After the October Revolution and the assassination of the head of Petrograd Cheka, Moisei Uritsky, Nakhchivanski, together with some other prominent citizens of Petrograd, was taken hostage by the Bolsheviks. He was held in the same prison as Grand Dukes Paul Alexandrovich, Nicholas Mikhailovich, George Mikhailovich and Dmitry Konstantinovich. Prince Gabriel Constantinovich, who had previously served under Nakhchivanski’s command, was also held in the same prison. Prince Gabriel later escaped and mentioned in his memoirs that he met Khan Nakhchivanski during walks in the prison yard.

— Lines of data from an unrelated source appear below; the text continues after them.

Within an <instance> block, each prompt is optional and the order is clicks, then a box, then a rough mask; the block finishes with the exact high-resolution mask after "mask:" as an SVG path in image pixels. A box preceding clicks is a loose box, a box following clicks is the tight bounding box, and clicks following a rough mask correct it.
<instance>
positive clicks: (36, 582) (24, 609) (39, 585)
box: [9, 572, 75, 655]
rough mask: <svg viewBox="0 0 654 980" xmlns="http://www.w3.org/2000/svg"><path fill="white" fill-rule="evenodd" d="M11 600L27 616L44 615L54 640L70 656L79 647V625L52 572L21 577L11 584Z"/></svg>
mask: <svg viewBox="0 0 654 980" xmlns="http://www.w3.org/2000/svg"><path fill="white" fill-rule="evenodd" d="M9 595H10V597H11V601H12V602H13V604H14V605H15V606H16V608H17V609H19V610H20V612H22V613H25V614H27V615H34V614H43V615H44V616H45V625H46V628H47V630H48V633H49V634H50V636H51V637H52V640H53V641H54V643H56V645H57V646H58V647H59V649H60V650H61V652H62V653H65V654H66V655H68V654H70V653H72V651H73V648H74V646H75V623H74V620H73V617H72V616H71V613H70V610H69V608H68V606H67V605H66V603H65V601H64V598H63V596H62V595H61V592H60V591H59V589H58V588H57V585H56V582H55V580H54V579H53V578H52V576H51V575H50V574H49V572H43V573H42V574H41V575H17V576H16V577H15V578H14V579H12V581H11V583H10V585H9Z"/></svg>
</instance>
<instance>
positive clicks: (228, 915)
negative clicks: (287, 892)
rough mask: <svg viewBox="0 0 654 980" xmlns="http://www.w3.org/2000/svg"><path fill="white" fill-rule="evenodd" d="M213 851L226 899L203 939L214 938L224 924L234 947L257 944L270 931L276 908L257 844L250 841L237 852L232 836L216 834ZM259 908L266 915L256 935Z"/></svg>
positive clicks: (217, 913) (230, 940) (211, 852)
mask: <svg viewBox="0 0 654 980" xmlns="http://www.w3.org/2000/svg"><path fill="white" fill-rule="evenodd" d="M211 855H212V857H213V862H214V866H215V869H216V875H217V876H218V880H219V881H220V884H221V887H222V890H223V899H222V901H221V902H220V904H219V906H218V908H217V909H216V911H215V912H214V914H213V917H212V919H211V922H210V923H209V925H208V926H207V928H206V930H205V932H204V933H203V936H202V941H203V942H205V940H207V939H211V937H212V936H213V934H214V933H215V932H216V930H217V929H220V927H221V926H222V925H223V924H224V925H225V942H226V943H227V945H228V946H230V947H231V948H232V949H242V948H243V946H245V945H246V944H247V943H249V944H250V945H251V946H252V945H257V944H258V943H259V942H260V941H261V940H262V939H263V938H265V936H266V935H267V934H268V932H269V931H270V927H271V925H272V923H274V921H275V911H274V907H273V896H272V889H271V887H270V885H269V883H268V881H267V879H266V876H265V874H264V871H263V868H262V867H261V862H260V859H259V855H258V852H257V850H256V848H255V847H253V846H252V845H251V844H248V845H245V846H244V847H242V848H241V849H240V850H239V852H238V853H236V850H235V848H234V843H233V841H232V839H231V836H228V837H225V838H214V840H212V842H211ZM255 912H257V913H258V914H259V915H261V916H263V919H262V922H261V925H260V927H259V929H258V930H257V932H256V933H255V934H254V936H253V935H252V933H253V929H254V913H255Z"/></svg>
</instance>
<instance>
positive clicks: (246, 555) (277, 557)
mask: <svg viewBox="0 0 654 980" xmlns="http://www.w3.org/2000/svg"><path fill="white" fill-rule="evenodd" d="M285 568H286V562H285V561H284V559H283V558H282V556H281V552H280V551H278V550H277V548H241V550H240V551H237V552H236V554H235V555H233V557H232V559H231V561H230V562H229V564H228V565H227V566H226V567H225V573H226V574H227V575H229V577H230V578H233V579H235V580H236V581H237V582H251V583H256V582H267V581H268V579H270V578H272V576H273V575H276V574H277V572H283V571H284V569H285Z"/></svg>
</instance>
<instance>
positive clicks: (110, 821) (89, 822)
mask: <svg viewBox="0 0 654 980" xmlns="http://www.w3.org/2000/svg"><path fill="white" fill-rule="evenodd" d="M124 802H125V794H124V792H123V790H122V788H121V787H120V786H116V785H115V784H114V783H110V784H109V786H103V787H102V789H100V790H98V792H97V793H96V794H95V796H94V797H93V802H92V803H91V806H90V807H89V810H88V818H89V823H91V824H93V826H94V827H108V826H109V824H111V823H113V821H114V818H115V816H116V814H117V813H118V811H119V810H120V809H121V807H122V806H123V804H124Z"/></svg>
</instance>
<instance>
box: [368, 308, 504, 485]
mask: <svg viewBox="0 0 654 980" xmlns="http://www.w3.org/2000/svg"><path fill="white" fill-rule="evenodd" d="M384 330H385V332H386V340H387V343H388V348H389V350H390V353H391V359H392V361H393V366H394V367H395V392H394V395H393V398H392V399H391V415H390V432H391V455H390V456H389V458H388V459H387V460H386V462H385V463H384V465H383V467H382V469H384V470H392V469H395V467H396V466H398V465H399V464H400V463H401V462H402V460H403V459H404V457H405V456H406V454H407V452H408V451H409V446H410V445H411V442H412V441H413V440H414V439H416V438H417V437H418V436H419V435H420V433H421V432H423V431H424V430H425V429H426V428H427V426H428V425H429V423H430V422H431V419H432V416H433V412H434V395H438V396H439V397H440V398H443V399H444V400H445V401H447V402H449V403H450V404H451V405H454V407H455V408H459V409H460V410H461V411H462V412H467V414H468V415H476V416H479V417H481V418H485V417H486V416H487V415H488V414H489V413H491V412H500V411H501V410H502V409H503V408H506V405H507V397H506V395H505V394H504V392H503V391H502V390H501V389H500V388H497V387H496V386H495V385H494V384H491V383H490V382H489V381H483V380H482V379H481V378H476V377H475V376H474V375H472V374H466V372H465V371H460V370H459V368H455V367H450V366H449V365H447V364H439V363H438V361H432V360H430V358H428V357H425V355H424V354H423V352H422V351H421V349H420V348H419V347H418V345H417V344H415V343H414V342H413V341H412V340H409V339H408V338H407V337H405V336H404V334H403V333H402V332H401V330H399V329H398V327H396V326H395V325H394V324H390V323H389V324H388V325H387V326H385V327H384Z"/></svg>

The Grand Dukes were executed in the Peter and Paul Fortress in January 1919. It is presumed by a number of historians that Khan Nakhchivanski was executed together with the Grand Dukes. However, the exact circumstances of Khan Nakhchivanski's death and his burial place still remain unknown.

==Family==
Ca. 1890, Nakhchivanski married Sophia Taube (née Gerbel; 1864, St. Petersburg – 1941, Beirut), daughter of the Russian poet and translator Nikolai Gerbel. Together they had three children: Nicholas (who died in 1912), Tatiana and Georges. After the October Revolution, the Nakhchivanskis emigrated. Their descendants lived (and some continue to live) in France, Lebanon, Egypt, and the United States.

==In fiction==
Nakhichevanski is also mentioned in Aleksandr Solzhenitsyn's historical fiction about the Battle of Tannenberg entitled August 1914.